Countable assets include cash, stocks, bonds, investments, credit union, savings, and checking accounts, and real estate in which one does not reside. However, for Medicaid eligibility, there are many assets that are considered exempt (non-countable). Exemptions include personal belongings, household furnishings, an automobile, irrevocable burial trusts, and one’s primary home, given the Medicaid applicant or their spouse lives in the home and the home is valued under $572,000 (in 2018). For married couples, as of 2018, the community spouse (the non-applicant spouse) can retain up to a maximum of $123,600 of the couple’s joint assets, as the chart indicates above. This, in Medicaid speak, is referred to as the Community Spouse Resource Allowance (CSRA).
One should be aware that Georgia has a Medicaid Look-Back Period, which is a period of 60 months that dates back from one’s Medicaid application date. During this time frame, Medicaid checks to ensure no assets were sold or given away under fair market value. If one is found to be in violation of the look-back period, a period of Medicaid ineligibility will ensue.
Qualifying When Over the Limits
For Georgia residents at least 65 years of age and older and who do not meet the eligibility requirements in the table above, there are other ways to qualify for Medicaid.
1) Medically Needy Pathway – In a nutshell, one may still be eligible for Medicaid services even if they are over the income limit for other pathways toward Medicaid eligibility. In Georgia, this program is called the Aged, Blind and Disabled Medically Needy Program, and via this pathway for eligibility there is no maximum income limit. This means that regardless of one’s income level, eligibility through the Medically Needy Pathway is possible if one has high medical bills in relation to their income level. Sometimes referred to as a “Spend-down” program, the way this program works is one’s “excess income,” (income over the Medicaid eligibility limit), is used to cover medical bills, which may include nursing home bills. Georgia has a one-month “spend-down” period. This means that once an individual has paid their excess income down to the Medicaid eligibility limit for the month, one will qualify for Medicaid for the remainder of the month. Like with the other pathways for Medicaid eligibility, there are asset limits for the Medically Needy Program. These limits are $2,000 for an individual and $4,000 for a married couple in which both spouses are applying for Medicaid.
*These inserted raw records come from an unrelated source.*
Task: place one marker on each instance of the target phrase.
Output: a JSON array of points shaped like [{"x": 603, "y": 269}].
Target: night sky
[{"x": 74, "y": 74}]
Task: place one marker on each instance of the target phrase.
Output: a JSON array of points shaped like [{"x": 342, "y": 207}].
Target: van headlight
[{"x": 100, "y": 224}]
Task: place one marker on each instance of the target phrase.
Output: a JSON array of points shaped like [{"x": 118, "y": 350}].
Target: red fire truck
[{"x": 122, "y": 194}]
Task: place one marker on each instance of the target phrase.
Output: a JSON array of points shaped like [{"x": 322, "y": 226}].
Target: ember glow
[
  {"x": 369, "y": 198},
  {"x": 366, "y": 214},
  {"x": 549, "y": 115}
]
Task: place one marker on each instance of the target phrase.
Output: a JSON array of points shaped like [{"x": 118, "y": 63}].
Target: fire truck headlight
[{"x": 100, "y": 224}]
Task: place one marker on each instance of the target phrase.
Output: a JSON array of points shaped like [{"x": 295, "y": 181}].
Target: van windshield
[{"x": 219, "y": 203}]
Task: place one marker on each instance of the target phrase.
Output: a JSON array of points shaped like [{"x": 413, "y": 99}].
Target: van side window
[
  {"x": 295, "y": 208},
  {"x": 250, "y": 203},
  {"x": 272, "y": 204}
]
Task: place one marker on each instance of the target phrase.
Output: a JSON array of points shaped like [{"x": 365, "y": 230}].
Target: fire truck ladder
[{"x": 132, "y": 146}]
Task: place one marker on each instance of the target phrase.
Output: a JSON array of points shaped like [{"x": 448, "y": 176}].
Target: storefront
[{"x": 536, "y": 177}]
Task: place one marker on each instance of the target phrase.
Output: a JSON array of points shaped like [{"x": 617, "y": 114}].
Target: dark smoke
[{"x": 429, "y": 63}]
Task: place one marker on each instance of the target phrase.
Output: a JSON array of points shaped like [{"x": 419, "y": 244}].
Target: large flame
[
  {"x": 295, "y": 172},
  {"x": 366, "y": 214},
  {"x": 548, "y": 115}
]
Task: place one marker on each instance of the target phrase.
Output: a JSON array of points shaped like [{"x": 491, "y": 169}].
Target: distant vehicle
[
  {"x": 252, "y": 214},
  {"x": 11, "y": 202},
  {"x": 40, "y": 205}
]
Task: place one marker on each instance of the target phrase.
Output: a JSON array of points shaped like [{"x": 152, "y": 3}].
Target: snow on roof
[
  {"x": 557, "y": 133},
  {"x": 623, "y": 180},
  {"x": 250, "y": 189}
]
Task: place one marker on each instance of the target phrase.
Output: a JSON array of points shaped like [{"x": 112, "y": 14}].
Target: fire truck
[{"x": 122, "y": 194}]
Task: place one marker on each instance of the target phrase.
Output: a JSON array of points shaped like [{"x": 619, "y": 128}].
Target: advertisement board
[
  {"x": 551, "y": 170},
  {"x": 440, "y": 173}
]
Unfortunately, Georgia’s Aged, Blind and Disabled Medically Needy Program does not assist one in spending down extra assets for Medicaid qualification. Said another way, if one meets the income requirements for Medicaid eligibility, but not the asset requirement, the above program cannot assist one in “spending down” extra assets. However, one can “spend down” assets by spending excess assets on non-countable assets, such as vehicle and home modifications (wheelchair ramps, roll in showers, and stair lifts), home repair (upgrading plumbing and replacing the roof), and paying off debt.
2) Medicaid Planning – the majority of persons considering Medicaid are “over-income” or “over-asset” or both, but still cannot afford their cost of care. For persons in this situation, Medicaid planning exists. By working with a Medicaid planning professional, families can employ a variety of strategies to help them become Medicaid eligible. Read more or connect with a Medicaid planner.
Specific Georgia Medicaid Programs
In addition to paying for nursing home care, Medicaid in Georgia offers two programs relevant to the elderly that helps them to remain living in their homes or in assisted living residences.
1) Community Care Services Program Waiver (CCSP) – This waiver offers support for seniors in a variety of locations including at home, in assisted living and adult day care. It also allows for consumer direction of services, meaning participants can choose some of their own care providers.
2) Service Options Using Resources in a Community Environment (SOURCE) Waiver – SOURCE is very similar in the benefits provided to CCSP. However, it does not allow for consumer direction.